# Bunny laid an egg...when do i take it away?



## Kailey lane (Jun 8, 2009)

First time owner here,i have had bunny for a about a week or two.its just her alone as a indoor pet pigeon,she just laid one egg and i do not want babies, plus i think i read that its too stressful for one parent alone.
Any who i was wondering when i take the egg away? and if i dont have a fake egg what do i use temporarily ? i was planning on getting an fake egg but i thought she would take longer to lay one lol and i couldn't find one at the pet store.Any input would be great


----------



## maryjane (Jul 15, 2006)

You can simply take the eggs after she lays the second one and hard-boil them just as you would a chicken egg. Cool them off good and give them back to her around room temperature. She'll happily lay on them for a few weeks, and you aren't killing developing babies as they don't begin developing until they're incubated for a bit.


----------



## Msfreebird (Sep 23, 2007)

Kailey lane said:


> First time owner here,i have had bunny for a about a week or two.its just her alone as a indoor pet pigeon,she just laid one egg and i do not want babies, plus i think i read that its too stressful for one parent alone.
> Any who i was wondering when i take the egg away? and if i dont have a fake egg what do i use temporarily ? i was planning on getting an fake egg but i thought she would take longer to lay one lol and i couldn't find one at the pet store.Any input would be great


She doesn't have a mate, so it shouldn't be fertile. There's no reason she can't sit on that one. She should lay another one in a day or so.


----------



## maryjane (Jul 15, 2006)

Oh, I was just going by what she said about only having her a week or two. I thought maybe she had been with males before then. Not sure what the time is between mating and egg-laying.


----------



## Kailey lane (Jun 8, 2009)

Oh sorry i should have included that detail,she was used as a breeder at the state fair but hasnt been around a male for at least 4 months . thanks for your input ! it really helps


----------



## Msfreebird (Sep 23, 2007)

maryjane said:


> Oh, I was just going by what she said about only having her a week or two. I thought maybe she had been with males before then. *Not sure what the time is between mating and egg-laying*.

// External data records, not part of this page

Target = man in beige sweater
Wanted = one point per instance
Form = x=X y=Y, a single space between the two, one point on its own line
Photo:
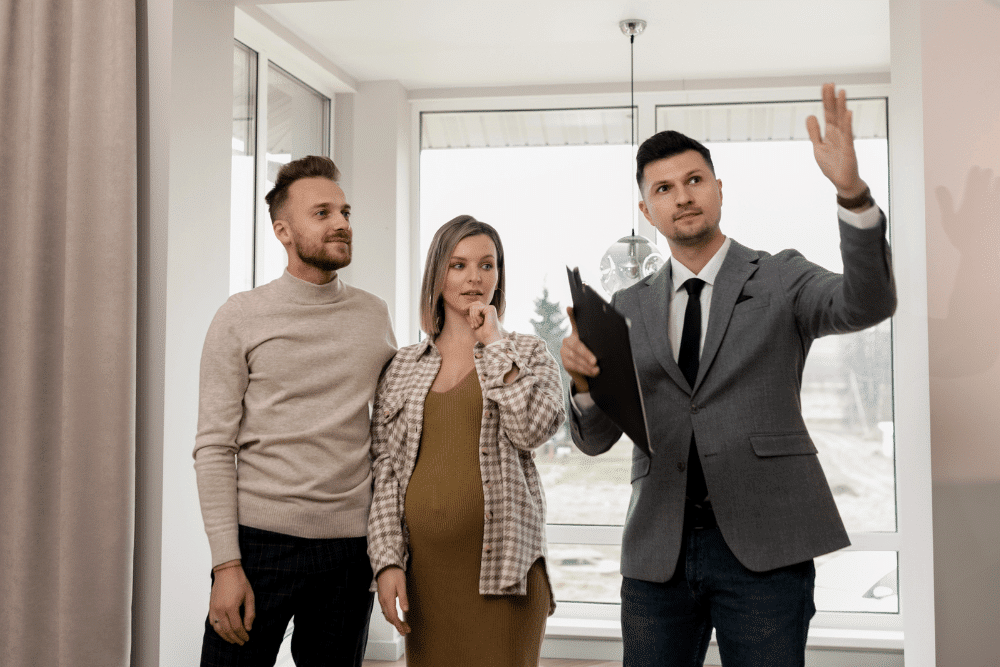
x=282 y=451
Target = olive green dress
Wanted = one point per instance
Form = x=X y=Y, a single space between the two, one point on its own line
x=451 y=623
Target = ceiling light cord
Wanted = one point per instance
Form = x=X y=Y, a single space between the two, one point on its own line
x=632 y=112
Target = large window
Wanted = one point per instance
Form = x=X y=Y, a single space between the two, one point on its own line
x=297 y=123
x=559 y=187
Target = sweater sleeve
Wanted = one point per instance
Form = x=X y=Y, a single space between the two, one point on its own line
x=223 y=382
x=531 y=407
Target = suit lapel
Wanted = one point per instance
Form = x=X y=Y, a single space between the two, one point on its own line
x=654 y=304
x=739 y=265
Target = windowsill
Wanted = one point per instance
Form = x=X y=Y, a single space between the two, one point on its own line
x=822 y=638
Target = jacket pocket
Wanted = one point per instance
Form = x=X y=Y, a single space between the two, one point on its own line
x=782 y=444
x=640 y=465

 Not sure either, but for some reason I thought she said before, that she'd been by herself before she bought her.


----------



## Kailey lane (Jun 8, 2009)

yep the last owner had her by her self for 4 months.


----------



## Kailey lane (Jun 8, 2009)

Also she was vary vocal before she laid the egg,Do they increase there cooing when its about time or is that just how she is? becuse now she hasnt made a sounds since the egg came.i dont mind the noise at all actually i love it ,im just wondering


----------



## Charis (Feb 11, 2007)

Do let her incubate her eggs even though they won't hatch. Once they start the egg laying process they usually do continue and incubating the eggs will give her body a chance to rest.
Please be sure she has calcium available.


----------



## Kailey lane (Jun 8, 2009)

ok so kinda worried here,i picked her up for a few seconds to clean her cage,while she was sittin on the towel she pooped a HUGE thing.....it was colored like poo green but smelled like a rotten egg really horrible.....is this normal? the thing had a little white stringy gooey stuff in it.......should i be worried?


----------



## Kailey lane (Jun 8, 2009)

Ok so i just read through the poop thread......feel a little better,should have read that a bit ago but been insanely busy.


----------



## TwinkieSlug (Oct 6, 2009)

My pijs are doing the giant poop thing too! Gross! They do seem much smellier than the normal poops. If you want, PM me and I can mail you fake eggs. I only have 2 pigeons, but the cheapest eggs I found came in a six pack.


----------



## TwinkieSlug (Oct 6, 2009)

I checked my pigeons' nest and noticed eggs. My hen is fairly new so these are her first eggs since I got her. And my first eggs ever, as I just had one pij previously, the cock. Today I went to exchange them with fake eggs, and found out she laid 3 eggs Is that unusual? Then I tried to exchange the eggs, the cock was on the nest, he wouldn't let me! I did get the 2 fakes in. It seems one or the other bird is always on the nest. How do I get the eggs out without upsetting the pijs?


----------



## spirit wings (Mar 29, 2008)

TwinkieSlug said:


> I checked my pigeons' nest and noticed eggs. My hen is fairly new so these are her first eggs since I got her. And my first eggs ever, as I just had one pij previously, the cock. Today I went to exchange them with fake eggs, and found out she laid 3 eggs Is that unusual? Then I tried to exchange the eggs, the cock was on the nest, he wouldn't let me! I did get the 2 fakes in. It seems one or the other bird is always on the nest. How do I get the eggs out without upsetting the pijs?


you can't, you just have to reach in and get them and get wing slapped and pecked, it is the way of pigeons, some of mine even bite me and pinch skin with their beak... I laugh evey time....lol...  and you MIGHT have two hens if you get more than two eggs consistantly... look for a fourth... but it is possible for a hen to lay 3.


----------



## TwinkieSlug (Oct 6, 2009)

spirit wings said:


> you can't, you just have to reach in and get them and get wing slapped and pecked, it is the way of pigeons, some of mine even bite me and pinch skin with their beak...


Ok, well if I don't post on PT anymore, it's because I lost a finger or two
Should I add a third fake egg?


----------



## Msfreebird (Sep 23, 2007)

TwinkieSlug said:


> Ok, well if I don't post on PT anymore, it's because I lost a finger or two
> Should I add a third fake egg?


It only hurts for a second - lol
2 fake eggs are fine


----------



## TerriB (Nov 16, 2003)

When I do the switch I temporarily remove the pair of birds, swap eggs quickly then release the birds. They seem to be less irritated then when they see me invade their nest.


----------